West News Wire: A lawsuit against the Sebastian County jail in Arkansas claims that staff members allowed a prisoner to starve to death and neglected him while he was under their supervision.
In August 2021, after being held for more than a year, guards discovered Larry Price Jr., 51, unconscious and laying in a pool of his own urine and tainted water, according to the complaint. According to the Arkansas State Crime Lab, his once 6-foot-2-inch, 185-pound physique had shrunk to to 121 pounds.
According to the Arkansas State Crime Lab, Price suffered from acute starvation and dehydration.
According to Sebastian County, Price was pronounced dead on August 29, 2021, at approximately 1:35 A.M. In wellness-check documents obtained by sources, after Price had died, prison staff marked his log 10 different times with the same seven words, “Well-Being Check Inmate and Cell OK.”

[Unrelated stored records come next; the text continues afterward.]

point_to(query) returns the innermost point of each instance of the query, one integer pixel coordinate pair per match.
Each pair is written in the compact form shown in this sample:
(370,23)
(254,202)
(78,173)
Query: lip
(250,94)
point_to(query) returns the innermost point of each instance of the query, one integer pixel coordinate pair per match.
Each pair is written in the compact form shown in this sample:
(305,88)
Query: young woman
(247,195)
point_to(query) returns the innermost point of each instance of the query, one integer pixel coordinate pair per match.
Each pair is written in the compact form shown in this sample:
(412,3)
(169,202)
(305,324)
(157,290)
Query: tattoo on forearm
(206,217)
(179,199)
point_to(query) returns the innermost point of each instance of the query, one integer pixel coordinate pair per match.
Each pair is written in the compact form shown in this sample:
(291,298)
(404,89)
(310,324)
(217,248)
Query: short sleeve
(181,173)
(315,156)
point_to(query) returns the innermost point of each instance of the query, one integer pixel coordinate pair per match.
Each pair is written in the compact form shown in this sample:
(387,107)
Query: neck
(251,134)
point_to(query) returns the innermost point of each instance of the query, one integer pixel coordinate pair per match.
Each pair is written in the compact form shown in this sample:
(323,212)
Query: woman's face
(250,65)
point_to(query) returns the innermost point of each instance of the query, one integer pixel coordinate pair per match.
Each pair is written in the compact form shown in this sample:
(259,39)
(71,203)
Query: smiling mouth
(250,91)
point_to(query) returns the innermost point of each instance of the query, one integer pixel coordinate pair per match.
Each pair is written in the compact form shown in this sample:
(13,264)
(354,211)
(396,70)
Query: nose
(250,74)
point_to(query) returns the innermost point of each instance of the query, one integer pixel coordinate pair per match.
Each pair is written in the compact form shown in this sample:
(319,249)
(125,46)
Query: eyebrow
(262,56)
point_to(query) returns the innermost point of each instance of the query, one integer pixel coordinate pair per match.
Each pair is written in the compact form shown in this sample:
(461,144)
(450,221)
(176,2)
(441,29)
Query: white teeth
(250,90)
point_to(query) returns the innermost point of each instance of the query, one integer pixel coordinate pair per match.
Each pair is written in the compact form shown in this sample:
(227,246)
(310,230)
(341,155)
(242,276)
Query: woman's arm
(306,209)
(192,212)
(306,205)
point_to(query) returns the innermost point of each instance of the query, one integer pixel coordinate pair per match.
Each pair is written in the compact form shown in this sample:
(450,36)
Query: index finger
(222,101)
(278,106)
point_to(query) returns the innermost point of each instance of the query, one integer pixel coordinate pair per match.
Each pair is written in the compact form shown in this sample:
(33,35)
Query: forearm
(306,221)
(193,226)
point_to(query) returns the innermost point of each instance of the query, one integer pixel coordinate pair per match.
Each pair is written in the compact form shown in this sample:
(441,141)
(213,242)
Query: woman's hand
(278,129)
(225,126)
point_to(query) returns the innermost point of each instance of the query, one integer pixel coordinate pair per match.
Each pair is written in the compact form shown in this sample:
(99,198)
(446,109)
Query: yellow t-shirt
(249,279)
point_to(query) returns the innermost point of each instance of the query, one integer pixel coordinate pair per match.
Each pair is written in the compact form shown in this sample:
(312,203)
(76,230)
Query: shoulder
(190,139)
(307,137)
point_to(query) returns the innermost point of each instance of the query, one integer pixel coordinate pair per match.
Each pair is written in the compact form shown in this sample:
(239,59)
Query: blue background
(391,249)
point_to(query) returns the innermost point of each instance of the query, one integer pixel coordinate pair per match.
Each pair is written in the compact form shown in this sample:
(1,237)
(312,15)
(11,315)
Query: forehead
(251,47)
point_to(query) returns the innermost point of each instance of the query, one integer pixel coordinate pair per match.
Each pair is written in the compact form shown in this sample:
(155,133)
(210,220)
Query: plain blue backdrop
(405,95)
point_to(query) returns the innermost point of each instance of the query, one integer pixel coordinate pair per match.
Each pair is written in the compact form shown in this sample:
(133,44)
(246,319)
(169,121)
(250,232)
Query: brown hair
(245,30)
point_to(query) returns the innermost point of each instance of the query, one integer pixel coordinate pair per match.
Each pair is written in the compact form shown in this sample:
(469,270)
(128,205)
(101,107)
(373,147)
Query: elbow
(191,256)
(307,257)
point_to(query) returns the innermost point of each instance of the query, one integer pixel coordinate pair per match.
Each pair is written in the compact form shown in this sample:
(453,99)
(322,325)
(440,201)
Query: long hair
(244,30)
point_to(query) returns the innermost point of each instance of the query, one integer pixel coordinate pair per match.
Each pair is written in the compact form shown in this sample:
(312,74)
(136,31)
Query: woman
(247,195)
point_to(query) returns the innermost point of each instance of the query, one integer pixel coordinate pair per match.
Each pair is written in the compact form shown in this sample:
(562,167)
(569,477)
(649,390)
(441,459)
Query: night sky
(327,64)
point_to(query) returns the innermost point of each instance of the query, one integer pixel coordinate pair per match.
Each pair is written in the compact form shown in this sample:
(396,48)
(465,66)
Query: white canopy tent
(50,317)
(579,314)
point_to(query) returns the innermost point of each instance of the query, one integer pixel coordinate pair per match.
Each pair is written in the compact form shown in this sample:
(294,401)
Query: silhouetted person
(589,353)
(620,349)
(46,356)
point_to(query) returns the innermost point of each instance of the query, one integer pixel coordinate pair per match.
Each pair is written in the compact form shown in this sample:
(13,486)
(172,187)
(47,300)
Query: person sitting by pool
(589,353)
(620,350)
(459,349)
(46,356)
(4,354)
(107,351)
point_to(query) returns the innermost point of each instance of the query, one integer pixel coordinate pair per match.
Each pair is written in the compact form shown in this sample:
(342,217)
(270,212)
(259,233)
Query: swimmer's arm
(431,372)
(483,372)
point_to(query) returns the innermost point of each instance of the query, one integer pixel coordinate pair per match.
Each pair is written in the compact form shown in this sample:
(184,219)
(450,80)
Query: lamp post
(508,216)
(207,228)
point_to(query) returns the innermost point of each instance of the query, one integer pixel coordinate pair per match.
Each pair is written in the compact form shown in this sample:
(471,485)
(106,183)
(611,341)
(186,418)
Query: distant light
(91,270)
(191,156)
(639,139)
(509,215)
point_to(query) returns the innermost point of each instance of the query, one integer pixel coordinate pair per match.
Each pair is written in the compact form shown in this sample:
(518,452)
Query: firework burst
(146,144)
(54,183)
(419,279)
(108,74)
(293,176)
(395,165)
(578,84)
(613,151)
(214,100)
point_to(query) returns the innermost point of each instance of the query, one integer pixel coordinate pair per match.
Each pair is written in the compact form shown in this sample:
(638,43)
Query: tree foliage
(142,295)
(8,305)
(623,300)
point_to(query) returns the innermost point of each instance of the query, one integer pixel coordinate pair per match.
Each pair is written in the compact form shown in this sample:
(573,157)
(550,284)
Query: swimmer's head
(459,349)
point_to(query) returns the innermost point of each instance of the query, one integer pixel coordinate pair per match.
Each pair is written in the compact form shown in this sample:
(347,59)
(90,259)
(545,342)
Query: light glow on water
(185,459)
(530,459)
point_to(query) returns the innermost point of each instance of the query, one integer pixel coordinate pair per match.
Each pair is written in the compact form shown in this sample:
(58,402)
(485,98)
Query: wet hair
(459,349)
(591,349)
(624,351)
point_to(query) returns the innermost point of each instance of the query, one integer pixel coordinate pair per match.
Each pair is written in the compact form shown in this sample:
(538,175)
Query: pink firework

Attorney Hank Balson, who is representing the Price estate in a lawsuit against Sebastian County that was filed Friday, said Price’s death was a failure on nearly every level of the judicial process, starting from his detainment to his death.
“This is a jail. Its primary purpose is not to be a mental health facility,” Balson told news reporters. “And, yet, once the government takes somebody into custody, they are required to provide them with the basic necessities of life, food, water, and necessary medical care and mental health care to protect them from harm, to prevent them from deteriorating.”
Price was arrested in Fort Smith, Arkansas, after entering a police department on August 19, 2020, and verbally threatening officers while using his empty hand to resemble a gun, according to the lawsuit.
Price was often homeless, suffered from paranoid schizophrenia, hallucinations, and “a developmental disability that significantly impaired his intellectual and adaptive functioning,” according to his lawyers.
The officers were familiar with Price because he would often enter the police department and act out erratically and he seemed more agitated this time, the lawsuit states. According to the lawsuit, after officers couldn’t calm him down, they arrested him and charged him with terroristic threatening in the first degree.
Price was detained and placed almost immediately in solitary confinement because of his mental state and deteriorated quickly, the lawsuit states.
Price’s family’s said it was difficult to get access to him since the COVID-19 pandemic blocked visitations at the jail. His brother, Rodney Price, lived in California and said the jail wouldn’t help to facilitate communication between the siblings.
“I feel like the Sebastian County jail, and every employee that had contact with him, failed my brother,” Rodney Price said in a statement through Balson. “All it would have taken was one person to sound off. If one person stepped up to the plate, I feel like my brother would be alive today.”
“The autopsy said the inmate died with COVID. All of us want to know more about what other factors may have led to his tragic death. That’s why we’re continuing to look into what happened,” Hobe Runion, Sheriff of Sebastian County said.”